Lise Hanssen rescues a trapped cheetah.

Namibia, a southern African nation that gained its independence in 1990, is the cheetah capital of the world. It is home to nearly 2,000 of the big cats, or one-sixth of the world’s 12,000 remaining cheetahs. Some of Namibia’s cheetahs live on protected lands, such as the Etosha park featured in NATURE’s Cheetahs in a Hot Spot.

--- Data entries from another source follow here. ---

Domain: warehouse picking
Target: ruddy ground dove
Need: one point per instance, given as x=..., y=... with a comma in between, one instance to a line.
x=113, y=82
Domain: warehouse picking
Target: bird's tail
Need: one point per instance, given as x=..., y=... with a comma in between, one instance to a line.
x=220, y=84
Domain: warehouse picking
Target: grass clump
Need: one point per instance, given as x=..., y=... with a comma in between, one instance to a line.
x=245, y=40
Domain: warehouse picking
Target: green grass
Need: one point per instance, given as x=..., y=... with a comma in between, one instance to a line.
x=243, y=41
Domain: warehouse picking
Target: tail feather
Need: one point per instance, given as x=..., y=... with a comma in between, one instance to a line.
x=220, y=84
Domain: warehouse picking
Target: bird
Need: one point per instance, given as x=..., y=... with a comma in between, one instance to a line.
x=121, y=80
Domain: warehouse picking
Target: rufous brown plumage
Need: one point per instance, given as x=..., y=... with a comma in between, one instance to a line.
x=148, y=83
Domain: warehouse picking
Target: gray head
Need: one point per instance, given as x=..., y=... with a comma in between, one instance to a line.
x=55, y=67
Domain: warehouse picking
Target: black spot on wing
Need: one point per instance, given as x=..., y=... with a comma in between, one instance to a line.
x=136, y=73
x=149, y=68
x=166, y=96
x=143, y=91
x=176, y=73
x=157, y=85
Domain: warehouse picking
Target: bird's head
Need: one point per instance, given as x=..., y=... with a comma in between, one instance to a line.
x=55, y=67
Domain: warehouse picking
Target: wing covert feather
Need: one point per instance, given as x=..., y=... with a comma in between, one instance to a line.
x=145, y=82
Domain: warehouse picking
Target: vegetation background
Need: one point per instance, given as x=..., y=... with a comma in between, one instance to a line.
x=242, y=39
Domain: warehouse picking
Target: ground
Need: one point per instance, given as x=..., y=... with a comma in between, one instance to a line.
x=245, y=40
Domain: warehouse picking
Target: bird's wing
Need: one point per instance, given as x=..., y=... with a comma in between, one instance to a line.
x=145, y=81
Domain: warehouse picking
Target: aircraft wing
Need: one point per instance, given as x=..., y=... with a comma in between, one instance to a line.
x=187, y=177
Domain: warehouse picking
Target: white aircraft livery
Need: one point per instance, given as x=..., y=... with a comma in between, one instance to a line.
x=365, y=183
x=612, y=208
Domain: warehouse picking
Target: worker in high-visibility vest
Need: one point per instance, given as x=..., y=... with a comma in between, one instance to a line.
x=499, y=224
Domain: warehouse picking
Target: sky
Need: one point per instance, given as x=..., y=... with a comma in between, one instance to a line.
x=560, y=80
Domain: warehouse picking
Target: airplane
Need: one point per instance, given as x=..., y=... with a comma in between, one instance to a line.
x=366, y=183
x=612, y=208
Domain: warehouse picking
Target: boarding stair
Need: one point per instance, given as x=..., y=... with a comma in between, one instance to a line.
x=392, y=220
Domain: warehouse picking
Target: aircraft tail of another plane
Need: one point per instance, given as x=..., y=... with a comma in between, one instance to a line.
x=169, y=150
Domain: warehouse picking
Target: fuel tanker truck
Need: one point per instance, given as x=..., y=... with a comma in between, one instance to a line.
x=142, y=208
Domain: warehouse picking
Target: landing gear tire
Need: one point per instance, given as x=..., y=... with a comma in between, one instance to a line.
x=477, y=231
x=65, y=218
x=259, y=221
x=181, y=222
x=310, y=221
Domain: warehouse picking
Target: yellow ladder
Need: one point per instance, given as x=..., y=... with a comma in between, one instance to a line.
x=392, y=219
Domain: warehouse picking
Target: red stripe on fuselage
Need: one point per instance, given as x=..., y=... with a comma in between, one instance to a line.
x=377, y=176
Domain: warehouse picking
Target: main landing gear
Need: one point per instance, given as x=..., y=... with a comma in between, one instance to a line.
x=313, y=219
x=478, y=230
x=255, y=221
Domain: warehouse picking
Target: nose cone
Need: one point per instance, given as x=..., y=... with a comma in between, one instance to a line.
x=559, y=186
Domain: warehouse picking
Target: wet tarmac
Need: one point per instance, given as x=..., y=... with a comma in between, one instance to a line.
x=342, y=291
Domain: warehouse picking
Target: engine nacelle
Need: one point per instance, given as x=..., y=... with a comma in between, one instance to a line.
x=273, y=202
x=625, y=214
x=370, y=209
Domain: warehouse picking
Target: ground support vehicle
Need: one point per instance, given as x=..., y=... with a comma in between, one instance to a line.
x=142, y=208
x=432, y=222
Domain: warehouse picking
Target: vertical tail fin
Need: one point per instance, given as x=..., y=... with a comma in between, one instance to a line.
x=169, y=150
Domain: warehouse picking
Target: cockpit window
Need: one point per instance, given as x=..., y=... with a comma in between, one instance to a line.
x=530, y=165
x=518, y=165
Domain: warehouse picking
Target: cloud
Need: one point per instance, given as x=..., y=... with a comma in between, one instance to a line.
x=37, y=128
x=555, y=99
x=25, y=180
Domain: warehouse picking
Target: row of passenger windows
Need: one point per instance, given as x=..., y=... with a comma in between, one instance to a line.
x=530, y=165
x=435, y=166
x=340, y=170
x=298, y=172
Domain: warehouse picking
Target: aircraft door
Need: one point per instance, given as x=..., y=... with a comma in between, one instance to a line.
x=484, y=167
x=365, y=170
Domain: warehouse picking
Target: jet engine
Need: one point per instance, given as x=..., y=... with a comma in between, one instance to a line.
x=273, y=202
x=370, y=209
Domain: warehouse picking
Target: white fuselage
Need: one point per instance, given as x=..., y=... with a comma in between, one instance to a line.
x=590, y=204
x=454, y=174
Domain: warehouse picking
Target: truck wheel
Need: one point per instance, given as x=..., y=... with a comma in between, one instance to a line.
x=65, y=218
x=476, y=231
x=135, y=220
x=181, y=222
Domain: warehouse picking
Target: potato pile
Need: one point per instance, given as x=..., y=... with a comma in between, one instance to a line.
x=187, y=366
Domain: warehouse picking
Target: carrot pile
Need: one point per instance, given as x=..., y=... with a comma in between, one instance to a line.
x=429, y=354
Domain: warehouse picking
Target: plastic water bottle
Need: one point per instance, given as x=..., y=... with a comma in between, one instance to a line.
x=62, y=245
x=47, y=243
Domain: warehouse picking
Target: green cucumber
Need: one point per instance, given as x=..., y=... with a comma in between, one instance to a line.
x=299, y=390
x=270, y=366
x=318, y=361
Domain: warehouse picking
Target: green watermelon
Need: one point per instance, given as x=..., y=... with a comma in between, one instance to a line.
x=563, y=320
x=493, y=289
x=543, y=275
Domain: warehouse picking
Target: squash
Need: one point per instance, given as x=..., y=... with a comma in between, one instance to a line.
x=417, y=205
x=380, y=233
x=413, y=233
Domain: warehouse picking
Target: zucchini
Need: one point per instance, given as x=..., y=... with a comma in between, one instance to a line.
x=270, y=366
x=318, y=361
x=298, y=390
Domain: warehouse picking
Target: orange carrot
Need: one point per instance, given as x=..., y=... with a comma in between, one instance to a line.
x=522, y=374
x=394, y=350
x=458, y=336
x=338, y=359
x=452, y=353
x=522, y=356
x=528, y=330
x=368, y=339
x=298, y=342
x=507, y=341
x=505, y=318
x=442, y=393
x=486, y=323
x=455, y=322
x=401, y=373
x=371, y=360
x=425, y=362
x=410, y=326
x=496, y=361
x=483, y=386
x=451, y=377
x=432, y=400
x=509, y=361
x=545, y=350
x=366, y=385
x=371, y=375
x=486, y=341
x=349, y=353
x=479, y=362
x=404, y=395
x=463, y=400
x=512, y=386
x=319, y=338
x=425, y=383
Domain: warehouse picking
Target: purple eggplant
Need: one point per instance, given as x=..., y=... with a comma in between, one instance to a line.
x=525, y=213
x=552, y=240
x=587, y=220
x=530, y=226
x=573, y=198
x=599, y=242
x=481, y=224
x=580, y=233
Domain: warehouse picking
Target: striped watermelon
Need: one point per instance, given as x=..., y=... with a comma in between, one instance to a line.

But most roam private ranching lands, where they are widely viewed as pests because they prey on livestock. As a result, farmers have killed more than 7,000 Namibian cheetahs over the last decade, according to the World Society for the Preservation of Animals. Often, death comes after the cheetahs have been caught in cage traps without food or water. The traps are set near the large trees cheetahs favor for scratching and relaxing.

Some Namibians are trying to stop the killing. In 1992, for instance, Lise Hanssen and her husband founded the Africat Foundation to save threatened cheetahs. As Cheetahs in a Hot Spot shows, Lise and her colleagues regularly save caged cheetahs, bringing them back to the Hanssen ranch for rehabilitation. Some are too injured to ever live in the wild again. But others are ripe for relocation.

A Hanssen ranch cheetah grabs some dinner.

Luckily, some ranchers have turned their livestock lands into wildlife preserves in a bid to attract tourists and make their living a new way. Cheetahs are a star attraction on such ranches, and Hanssen is sometimes able to release one of her wards into a new home.

But such releases are a short-term solution. Hanssen is also working to teach ranchers new ways of reducing cheetah threats to their livestock herds. Sometimes, a simple electric fence is enough to prevent attack, while some ranchers are trying special chemicals that make calves unattractive to cheetahs. Recently, Hanssen opened a special education center that demonstrates how ranchers can protect their herds without harming cheetahs. “If farmers of today and tomorrow can be educated to live with such predators without sacrificing their livestock,” she says, “the chance of survival for these animals will be greatly increased.”